The verdict into German pharmaceutical company Bayer’s appeal against the grant of a compulsory licence has been issued by India’s Intellectual Property Appellate Board (IPAB) in Chennai. Médecins Sans Frontières/Doctors Without Borders (MSF) has learnt that the IPAB has upheld the first compulsory licence granted to a generic manufacturer issued in March 2012 for the kidney and liver cancer drug sorafenib tosylate.

MSF's reaction to the decision

A woman receives treatment for MDR-TB in India, March 2012. © Bithin Das

“We’re relieved with the decision by the IPAB to uphold India’s first compulsory licence.

We are yet to read the decision and analyse it fully, as it has not been published.

The decision confirms that the Indian patent office is able to use all the means legally at its disposal to check the abuse of patents and open up access to affordable versions of patented medicines.

Most importantly, the decision means that the way has been paved for compulsory licences to be issued on other drugs, now patented in India and priced out of affordable reach, to be produced by generic companies and sold at a fraction of the price.

We hope that, in the near future, compulsory licences will be issued for the newest drugs to treat HIV and affordable generic versions will be available not only in India, but in the rest of the developing world.

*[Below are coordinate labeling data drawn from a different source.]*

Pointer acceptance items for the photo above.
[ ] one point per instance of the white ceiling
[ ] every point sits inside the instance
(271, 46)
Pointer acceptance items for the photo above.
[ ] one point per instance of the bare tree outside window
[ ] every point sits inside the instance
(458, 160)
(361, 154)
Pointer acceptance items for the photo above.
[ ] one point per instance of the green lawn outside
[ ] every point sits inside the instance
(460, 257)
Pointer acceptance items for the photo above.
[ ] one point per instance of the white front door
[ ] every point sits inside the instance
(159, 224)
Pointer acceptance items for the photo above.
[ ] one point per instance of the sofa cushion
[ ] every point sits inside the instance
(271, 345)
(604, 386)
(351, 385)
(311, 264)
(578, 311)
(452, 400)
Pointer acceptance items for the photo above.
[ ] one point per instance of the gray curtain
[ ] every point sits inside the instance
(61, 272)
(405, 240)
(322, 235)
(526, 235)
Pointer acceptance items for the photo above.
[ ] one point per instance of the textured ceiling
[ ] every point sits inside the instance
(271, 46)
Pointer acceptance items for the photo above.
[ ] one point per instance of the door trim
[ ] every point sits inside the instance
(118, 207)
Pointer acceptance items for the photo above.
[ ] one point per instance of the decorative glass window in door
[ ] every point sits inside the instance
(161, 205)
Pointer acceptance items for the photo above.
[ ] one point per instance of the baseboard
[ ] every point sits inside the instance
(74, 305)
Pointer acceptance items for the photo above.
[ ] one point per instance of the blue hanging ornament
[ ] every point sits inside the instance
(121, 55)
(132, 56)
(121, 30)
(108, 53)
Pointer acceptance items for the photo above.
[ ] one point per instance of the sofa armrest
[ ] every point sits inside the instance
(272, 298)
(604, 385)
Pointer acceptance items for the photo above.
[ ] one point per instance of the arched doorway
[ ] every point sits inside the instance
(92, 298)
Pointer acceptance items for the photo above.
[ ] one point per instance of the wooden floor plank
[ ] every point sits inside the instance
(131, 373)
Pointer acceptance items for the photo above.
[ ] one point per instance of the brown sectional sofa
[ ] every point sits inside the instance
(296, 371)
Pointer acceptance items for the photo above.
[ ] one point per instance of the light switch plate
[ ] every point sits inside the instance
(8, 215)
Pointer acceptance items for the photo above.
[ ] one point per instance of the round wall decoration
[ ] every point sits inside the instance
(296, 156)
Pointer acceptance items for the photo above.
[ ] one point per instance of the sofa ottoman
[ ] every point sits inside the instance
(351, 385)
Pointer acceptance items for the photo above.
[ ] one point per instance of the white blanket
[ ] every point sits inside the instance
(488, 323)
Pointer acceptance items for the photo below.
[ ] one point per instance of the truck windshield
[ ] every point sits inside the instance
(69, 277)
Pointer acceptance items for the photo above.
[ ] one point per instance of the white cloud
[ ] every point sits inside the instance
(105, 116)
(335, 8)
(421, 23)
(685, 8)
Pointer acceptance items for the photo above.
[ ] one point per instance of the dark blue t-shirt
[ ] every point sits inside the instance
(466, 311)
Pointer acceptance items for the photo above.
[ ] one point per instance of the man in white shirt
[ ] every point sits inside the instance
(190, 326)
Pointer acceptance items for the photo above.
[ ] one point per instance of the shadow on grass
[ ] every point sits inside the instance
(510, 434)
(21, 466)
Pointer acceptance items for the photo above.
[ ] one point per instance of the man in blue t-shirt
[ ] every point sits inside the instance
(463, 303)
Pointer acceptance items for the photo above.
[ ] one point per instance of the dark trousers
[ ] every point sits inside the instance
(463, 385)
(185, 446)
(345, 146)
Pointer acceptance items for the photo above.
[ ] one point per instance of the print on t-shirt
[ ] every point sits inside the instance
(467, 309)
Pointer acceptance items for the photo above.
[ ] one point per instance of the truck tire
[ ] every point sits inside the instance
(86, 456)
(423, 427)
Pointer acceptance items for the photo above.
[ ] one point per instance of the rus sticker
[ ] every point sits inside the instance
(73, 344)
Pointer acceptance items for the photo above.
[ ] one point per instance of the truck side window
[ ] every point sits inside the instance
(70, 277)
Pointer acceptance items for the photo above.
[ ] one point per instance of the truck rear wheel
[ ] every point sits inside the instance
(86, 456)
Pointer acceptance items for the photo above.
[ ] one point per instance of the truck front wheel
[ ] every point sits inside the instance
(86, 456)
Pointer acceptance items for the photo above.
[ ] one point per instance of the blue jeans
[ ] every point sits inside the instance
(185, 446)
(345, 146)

As with more people living with HIV, tuberculosis or hepatitis need to be switched to more expensive, effective treatments, the need for affordable generic versions of these medicines will be critical to maintain the numbers of people with these diseases staying alive and healthy.

MSF has started to switch people we treat for HIV who develop drug resistance on to newer medicines, which are expensive. For example, to treat people living with HIV in our Mumbai clinic who need a third-line drug like raltegravir, costs MSF as much as US$1,775 per person per year.

A STOP NOVARTIS rally in Mumbai, India, December 2011. © Claudio Tommasini

We urge Bayer to address the reality that their prices are too high and not to appeal this decision. It is not the use of a compulsory licence that should be challenged, but the continued pursuit of excessively high profits over public health needs.”

- Leena Menghaney
India Campaign Manager, Médecins Sans Frontières Access Campaign

Background to the case

The compulsory licence was granted in March 2012 by India’s Controller of Patents (the highest authority of the Indian Patent Office) to the generic company Natco for the eight years the cancer drug sorafenib tosylate will remain patented in India (until 2020), and against the payment of a royalty rate now fixed at seven percent, up from the original order of six per cent.

The reasoning behind the decision: Bayer had made the drug available to a small percentage of eligible patients (approximately slightly above 2 percent), which did not meet the requirements of the public. The price of Rs 280,000 per month (approximately US$5,500) was not "reasonably affordable." Natco was required to make the drug available within India at a price of not more than Rs 8,800 (approximately US$175) for one month's treatment.

The order of the compulsory licence can be found here:
http://www.ipindia.nic.in/ipoNew/compulsory_License_12032012.pdf

Bayer appealed the decision in September 2012, and hearings were held in front of the IPAB in January this year.

Compulsory licences are a legally recognised means to overcome barriers in accessing affordable medicines under international trade rules.

MSF relies on quality, affordable generic medicines made in India, often called the ‘pharmacy of the developing world’, to treat more than 80 percent of the 220,000 people in its HIV projects across 23 countries. Competition among generic manufacturers in India is what has brought HIV medicine prices down by nearly 99 percent since 2000, from US$10,000 per person per year to roughly $150 today. But after a new patent law was introduced in 2005, newer medicines are increasingly being patented in India, keeping prices high.